Intel Quark

aus Wikipedia, der freien Enzyklopädie
Wechseln zu: Navigation, Suche
Intel Galileo-Board mit Quark-Prozessor

Intel Quark ist eine 32-Bit-x86-System-on-a-Chip-Familie von Intel, die 2013 auf der Entwicklerkonferenz Intel Developer Forum (IDF) in San Francisco vorgestellt wurde, welche Embedded- und Energiespar-Anwendungen wie Wearable Computing (In Kleidung und Textilien integrierte elektronische Schaltungen) adressieren soll. Die Chips sind noch kleiner und energiesparender als die Atom-Prozessoren und sind Bestandteil des Intel-Galileo-Entwicklungs-Boards. Das erste Produkt der Quark-Familie ist das Single-Core-X1000-SoC, das in Intels 32-nm-Prozess gefertigt und mit bis zu 400 MHz getaktet wird. Es enthält weiterhin 512 kB embedded-SRAM und einen DDR3-Speichercontroller. An Peripherieelementen sind PCI Express, SPI, I²C, Fast Ethernet, USB 2.0, SDIO und GPIOs implementiert. [1]

Mikroarchitektur[Bearbeiten | Quelltext bearbeiten]
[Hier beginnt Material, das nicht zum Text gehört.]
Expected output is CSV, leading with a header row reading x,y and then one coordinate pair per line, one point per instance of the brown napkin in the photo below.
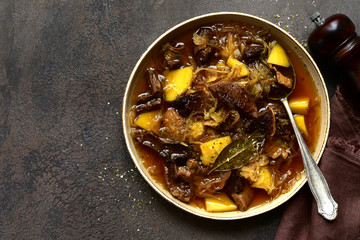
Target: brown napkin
x,y
340,165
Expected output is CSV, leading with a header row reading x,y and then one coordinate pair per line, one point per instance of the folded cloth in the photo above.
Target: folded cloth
x,y
340,165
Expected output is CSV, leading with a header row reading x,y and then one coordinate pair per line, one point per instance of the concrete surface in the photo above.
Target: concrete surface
x,y
65,169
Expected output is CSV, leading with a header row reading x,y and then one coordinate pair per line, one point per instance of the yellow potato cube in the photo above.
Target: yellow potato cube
x,y
221,65
264,180
299,105
278,56
231,62
177,82
300,122
149,121
219,203
210,150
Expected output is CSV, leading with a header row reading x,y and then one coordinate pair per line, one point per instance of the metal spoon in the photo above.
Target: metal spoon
x,y
327,207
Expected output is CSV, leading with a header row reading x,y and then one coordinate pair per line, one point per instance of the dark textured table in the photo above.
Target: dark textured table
x,y
65,169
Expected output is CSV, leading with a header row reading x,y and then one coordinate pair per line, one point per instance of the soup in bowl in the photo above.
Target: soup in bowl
x,y
201,126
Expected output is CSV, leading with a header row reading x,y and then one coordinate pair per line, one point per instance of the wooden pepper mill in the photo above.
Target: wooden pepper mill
x,y
336,43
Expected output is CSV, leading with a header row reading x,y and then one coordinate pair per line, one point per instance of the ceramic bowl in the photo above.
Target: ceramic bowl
x,y
290,44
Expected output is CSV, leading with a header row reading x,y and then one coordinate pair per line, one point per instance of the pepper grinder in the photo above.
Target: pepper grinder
x,y
335,43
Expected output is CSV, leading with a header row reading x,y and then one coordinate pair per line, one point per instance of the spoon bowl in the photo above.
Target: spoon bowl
x,y
327,207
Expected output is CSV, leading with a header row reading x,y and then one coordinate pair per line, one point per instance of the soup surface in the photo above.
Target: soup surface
x,y
206,125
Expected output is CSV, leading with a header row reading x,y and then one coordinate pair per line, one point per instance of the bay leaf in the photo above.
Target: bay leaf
x,y
238,153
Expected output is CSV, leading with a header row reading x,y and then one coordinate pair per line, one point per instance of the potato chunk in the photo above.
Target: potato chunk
x,y
219,203
278,56
299,105
231,62
149,121
300,122
211,149
177,82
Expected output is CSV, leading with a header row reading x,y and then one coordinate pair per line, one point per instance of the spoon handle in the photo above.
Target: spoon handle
x,y
327,207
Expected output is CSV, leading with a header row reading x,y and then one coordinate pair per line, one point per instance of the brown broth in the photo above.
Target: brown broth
x,y
305,87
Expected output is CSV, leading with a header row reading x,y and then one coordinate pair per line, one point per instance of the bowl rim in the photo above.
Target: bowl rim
x,y
138,164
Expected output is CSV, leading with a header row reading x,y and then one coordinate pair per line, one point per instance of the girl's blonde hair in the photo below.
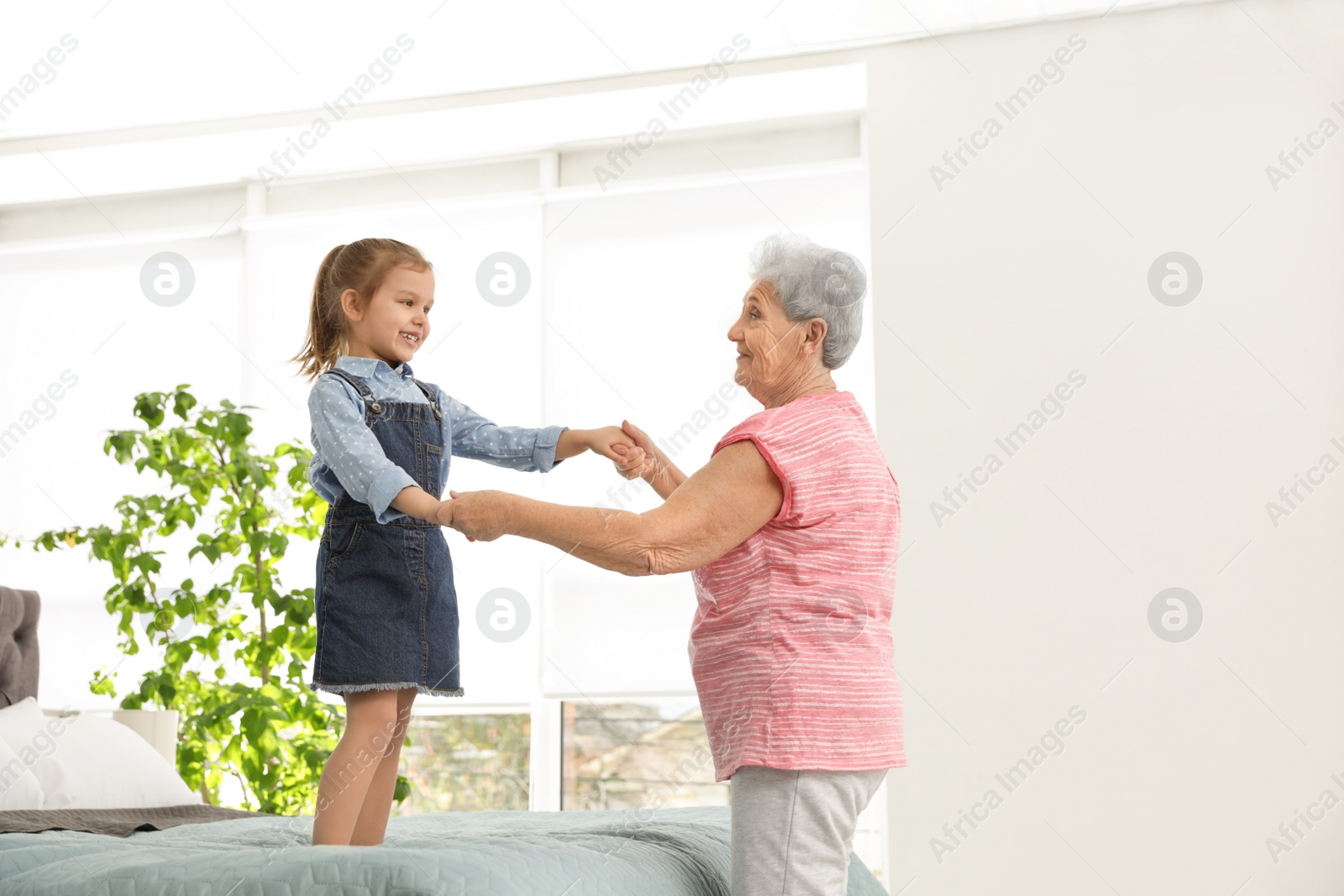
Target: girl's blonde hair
x,y
360,266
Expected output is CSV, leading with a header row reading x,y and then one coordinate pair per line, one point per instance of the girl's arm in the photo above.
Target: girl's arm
x,y
519,448
712,512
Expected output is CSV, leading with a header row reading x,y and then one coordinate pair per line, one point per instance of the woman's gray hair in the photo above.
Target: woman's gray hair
x,y
813,281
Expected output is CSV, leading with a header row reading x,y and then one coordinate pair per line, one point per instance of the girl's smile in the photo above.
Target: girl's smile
x,y
396,322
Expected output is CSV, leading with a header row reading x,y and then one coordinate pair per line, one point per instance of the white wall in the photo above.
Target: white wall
x,y
1034,597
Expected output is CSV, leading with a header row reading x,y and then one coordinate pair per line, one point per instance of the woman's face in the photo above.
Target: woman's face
x,y
769,356
396,322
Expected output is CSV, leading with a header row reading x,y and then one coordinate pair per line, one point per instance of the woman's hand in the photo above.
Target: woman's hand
x,y
604,439
648,463
481,516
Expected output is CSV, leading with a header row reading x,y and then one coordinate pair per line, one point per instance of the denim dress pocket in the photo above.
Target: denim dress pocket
x,y
342,542
433,464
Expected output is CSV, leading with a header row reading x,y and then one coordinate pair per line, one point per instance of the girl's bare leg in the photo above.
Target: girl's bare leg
x,y
370,719
378,802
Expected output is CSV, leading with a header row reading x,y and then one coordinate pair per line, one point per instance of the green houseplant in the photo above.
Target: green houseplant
x,y
262,727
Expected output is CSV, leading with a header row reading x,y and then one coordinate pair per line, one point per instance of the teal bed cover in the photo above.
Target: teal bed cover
x,y
667,852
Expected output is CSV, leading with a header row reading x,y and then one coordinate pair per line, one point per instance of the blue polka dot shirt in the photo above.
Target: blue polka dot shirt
x,y
349,458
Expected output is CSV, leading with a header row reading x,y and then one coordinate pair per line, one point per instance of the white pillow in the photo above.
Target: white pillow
x,y
19,788
89,762
24,738
101,763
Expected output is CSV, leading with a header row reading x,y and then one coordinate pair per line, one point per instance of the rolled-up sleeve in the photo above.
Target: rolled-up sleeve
x,y
344,445
517,448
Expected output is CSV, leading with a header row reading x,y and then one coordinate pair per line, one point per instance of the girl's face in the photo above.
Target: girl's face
x,y
396,322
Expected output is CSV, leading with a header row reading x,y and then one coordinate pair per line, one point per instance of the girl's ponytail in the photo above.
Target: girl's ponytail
x,y
360,266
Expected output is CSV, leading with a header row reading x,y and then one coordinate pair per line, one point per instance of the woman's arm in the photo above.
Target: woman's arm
x,y
709,515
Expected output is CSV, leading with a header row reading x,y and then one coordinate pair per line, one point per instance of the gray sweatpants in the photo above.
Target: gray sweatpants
x,y
793,831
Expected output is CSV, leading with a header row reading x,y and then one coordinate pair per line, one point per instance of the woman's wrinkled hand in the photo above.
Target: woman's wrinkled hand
x,y
481,516
643,459
605,439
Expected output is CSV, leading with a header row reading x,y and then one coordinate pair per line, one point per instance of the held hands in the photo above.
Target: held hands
x,y
642,459
481,516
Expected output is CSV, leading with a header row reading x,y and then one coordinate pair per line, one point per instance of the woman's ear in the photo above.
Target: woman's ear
x,y
816,333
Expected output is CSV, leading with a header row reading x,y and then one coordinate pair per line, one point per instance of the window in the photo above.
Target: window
x,y
642,752
467,763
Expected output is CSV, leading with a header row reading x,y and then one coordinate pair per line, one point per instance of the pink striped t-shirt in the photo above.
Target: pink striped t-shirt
x,y
790,647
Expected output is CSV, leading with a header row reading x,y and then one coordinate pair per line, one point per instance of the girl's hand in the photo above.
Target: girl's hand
x,y
602,441
443,513
644,459
481,516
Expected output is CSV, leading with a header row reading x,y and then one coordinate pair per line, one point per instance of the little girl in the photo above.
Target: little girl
x,y
385,604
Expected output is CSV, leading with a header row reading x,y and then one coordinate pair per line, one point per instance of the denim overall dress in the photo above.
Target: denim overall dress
x,y
385,600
Die CPU des Quark-SoCs wurde auf Basis des 1989 von Intel vorgestellten 80486-Prozessors entworfen, dessen 5-stufige Pipeline übernommen wurde. Der Befehlssatz entspricht dem des Pentium-Prozessors, jedoch ohne MMX-, SSE- und 64-Bit-Erweiterungen. Die CPU enthält jedoch einige Erweiterungen, die Intel dem ursprünglichen Pentium-Design (P54C) hinzugefügt hat, wie z. B. den CPUID-Befehl und den System Management Mode (SMM). Anders als beim Standard-Cache des 80486 weist Quark separate, 16 kB große Caches für Befehle und Daten auf. Die CPU hat keine Sprungvorhersage. Eine optionale x87-kompatible Gleitkommaeinheit unterstützt die im IEEE-Standard 754 festgelegten 32-, 64- und 80-Bit-Formate und ist binärkompatibel zu den Koprozessoren 8087, 80287 und 80387.[1]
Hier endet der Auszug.